GOOD LUCK! Sure its good luck, but isn’t it said that we make our own luck by the attitudes we hold and the actions we take?  Gratitude, honestly extended and expressed, brings its own rewards and so every time he wins and not just with raffles, but in everything he does, he says Thank You. And not just once, it’s more like Thank you, Thank you, Thank you.   

Many in town say that he can only afford to be so generous because he has sooo much good luck and has a verrry successful business. I think differently, I believe he has a successful business and a happy life because of his generosity and gratitude.

So consider for yourself, is this man lucky and successful because he gives and expresses gratitude, or does he only give because he is and wants to be successful?

Funny thing is – it works either way, doesn’t it?

We also have another man in town; this man is always down on his luck. He bemoans and whinges at just about everything.  He appreciates nothing and wonders why he has so little in his life. He begrudges supporting or spending a dollar on anything in the community. He won’t buy a ticket in any raffle the other man I spoke of earlier supports, because well, “what hope has he got.” Good Luck never shines on him!
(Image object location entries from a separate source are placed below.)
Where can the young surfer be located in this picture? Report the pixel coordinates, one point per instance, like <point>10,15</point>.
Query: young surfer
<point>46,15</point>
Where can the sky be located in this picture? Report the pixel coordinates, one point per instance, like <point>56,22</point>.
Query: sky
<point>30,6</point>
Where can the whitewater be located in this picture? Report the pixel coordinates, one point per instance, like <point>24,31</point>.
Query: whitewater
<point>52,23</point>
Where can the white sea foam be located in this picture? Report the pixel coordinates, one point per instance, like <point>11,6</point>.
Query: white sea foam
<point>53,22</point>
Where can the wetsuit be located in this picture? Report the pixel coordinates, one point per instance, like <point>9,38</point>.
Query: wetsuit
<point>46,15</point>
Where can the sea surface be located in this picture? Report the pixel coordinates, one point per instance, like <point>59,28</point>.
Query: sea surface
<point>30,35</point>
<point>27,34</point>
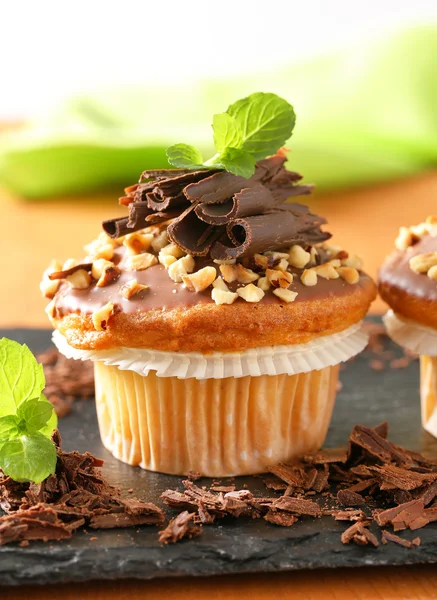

The truth is he’s just mean spirited and he expects to get without giving and wonders why he has so little. He spends a small fortune on lottery tickets, but never wins a prize. Offer him help and he will brush you aside.

It’s interesting, but I don’t think I have ever heard him say please or thank-you for anything. He just demands and then saunters off when he’s got what he’s after. He is really good at what he does, exceptional in his trade and yet his business barely hangs in there, with customers only dealing with him when they absolutely have to.

I certainly know which model I prefer to emulate.